Second, we used a measure of strength of handedness, which is compatible with Francks et al. (2007) only in being a continuous measure. We apologize in that we could have worded the relevant sentence more precisely. We did not use a specific measure that, like that of Francks et al. (2007), may confound handedness direction with handedness strength, because these two variables, direction and strength, appear to exhibit independent genetic underpinnings (e. g., Ocklenberg et al. 2014). Moreover, schizophrenia and schizotypy show associations predominantly with handedness strength, not direction, from previous work (e. g., Chapman et al. 2011).

Third, we found a significant association at P = 0.026 (r = -0.375, product-moment correlation) for an association of PC1 (a composite methylation score) with handedness for our full sample, based on our predictions. We also provided the results for males and females separately, because of extensive evidence of gender differences for cognitive and psychiatric phenotypes such as those analyzed here. Considered separately, only the results for females were statistically significant (at r = -0.469, P = 0.032). Higher statistical significance would always be more compelling, of course.
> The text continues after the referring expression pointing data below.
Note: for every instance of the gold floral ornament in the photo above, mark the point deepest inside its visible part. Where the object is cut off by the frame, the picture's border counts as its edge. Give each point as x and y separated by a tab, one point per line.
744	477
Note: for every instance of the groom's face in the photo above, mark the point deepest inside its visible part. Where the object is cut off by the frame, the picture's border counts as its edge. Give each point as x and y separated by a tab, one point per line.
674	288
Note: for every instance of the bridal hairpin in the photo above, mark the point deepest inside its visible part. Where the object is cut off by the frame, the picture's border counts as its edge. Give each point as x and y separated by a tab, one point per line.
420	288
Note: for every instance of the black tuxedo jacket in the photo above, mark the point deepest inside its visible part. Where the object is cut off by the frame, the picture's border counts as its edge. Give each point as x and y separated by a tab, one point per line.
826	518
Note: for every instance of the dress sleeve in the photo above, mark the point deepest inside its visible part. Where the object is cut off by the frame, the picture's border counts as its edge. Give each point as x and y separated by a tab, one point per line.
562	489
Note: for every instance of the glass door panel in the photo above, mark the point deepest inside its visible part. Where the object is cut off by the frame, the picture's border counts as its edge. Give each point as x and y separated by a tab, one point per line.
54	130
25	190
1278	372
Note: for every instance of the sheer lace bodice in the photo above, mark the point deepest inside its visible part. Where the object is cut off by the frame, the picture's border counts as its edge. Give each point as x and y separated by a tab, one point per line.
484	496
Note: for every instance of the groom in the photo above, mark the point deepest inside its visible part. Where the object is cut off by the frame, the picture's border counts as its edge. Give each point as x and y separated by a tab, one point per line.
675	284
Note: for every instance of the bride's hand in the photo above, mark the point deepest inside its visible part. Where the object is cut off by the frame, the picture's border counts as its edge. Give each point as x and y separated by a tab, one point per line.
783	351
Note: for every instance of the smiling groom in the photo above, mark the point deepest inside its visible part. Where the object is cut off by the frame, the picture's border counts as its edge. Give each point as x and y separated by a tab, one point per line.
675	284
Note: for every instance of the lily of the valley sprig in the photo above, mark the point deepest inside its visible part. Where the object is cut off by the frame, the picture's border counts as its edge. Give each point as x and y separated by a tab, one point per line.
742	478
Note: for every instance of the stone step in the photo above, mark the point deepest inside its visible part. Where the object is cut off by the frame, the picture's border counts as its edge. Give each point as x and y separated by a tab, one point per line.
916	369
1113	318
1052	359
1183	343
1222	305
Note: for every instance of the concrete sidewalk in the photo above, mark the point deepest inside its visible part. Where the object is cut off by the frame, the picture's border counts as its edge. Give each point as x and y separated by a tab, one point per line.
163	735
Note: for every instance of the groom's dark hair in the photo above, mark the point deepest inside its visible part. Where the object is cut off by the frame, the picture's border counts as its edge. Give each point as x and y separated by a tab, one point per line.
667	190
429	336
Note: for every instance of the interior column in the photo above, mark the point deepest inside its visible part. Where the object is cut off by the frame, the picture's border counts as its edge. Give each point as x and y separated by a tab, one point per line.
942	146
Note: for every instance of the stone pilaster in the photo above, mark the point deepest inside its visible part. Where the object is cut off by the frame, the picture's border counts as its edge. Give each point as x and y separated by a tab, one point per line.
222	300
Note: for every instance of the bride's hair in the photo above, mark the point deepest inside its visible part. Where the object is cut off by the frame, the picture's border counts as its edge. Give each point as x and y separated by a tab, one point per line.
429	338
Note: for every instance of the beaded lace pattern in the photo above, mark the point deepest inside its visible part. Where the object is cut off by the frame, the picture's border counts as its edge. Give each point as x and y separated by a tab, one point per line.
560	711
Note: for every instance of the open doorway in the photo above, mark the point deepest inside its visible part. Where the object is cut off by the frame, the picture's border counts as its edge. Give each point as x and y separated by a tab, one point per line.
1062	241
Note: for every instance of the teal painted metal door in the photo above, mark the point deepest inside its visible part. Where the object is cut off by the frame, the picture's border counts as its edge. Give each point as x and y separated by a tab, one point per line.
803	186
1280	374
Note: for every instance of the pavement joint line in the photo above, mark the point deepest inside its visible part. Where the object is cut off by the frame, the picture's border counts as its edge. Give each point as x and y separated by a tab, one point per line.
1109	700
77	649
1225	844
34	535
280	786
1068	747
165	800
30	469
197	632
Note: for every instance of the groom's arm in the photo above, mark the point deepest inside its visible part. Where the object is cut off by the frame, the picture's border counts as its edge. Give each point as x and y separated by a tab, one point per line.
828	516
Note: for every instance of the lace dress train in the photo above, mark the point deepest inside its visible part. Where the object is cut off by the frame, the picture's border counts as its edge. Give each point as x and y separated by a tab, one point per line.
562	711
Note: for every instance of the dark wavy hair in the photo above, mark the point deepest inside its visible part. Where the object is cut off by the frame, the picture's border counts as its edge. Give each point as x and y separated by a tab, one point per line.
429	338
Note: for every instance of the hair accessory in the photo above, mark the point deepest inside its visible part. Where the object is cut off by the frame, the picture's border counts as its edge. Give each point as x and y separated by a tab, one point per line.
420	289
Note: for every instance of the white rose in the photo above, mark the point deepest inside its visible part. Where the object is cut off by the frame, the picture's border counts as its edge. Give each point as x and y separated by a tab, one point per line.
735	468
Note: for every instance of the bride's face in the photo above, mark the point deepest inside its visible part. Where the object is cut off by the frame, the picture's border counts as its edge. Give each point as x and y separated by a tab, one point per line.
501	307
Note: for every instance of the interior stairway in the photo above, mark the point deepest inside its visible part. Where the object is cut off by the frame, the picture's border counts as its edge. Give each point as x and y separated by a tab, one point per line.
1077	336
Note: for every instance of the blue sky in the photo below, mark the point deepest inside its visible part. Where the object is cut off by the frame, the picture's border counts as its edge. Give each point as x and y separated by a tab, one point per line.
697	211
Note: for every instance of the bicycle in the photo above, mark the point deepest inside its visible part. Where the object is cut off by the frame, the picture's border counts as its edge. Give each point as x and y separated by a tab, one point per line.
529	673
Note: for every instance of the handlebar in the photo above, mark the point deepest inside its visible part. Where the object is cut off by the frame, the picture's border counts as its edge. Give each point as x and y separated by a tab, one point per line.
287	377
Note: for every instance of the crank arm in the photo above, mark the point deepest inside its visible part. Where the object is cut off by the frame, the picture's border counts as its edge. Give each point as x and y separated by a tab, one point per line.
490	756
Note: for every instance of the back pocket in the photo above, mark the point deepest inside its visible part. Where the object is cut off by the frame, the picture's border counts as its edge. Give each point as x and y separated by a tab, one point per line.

We welcome insightful comments and constructive criticism, and we hope that our results regarding LRRTM1 will motivate further research into the effects of genetic and epigenetic variation in this fascinating gene.

References

Brucato N, DeLisi LE, Fisher SE, Francks C. Hypomethylation of the paternally inherited LRRTM1 promoter linked to schizophrenia. Am J Med Genet B Neuropsychiatr Genet. 2014 Oct;165B(7):555-63.

Chapman HL, Grimshaw GM, Nicholls ME. Going beyond students: an association between mixed-hand preference and schizotypy subscales in a general population. Psychiatry Res. 2011 May 15;187(1-2):89-93.

Francks C, Maegawa S, Laurén J, … Monaco AP. LRRTM1 on chromosome 2p12 is a maternally suppressed gene that is associated paternally with handedness and schizophrenia. Mol Psychiatry. 2007 Dec;12(12):1129-39, 1057.

Ocklenburg S, Beste C, Arning L. Handedness genetics: considering the phenotype. Front Psychol. 2014 Nov 11;5:1300.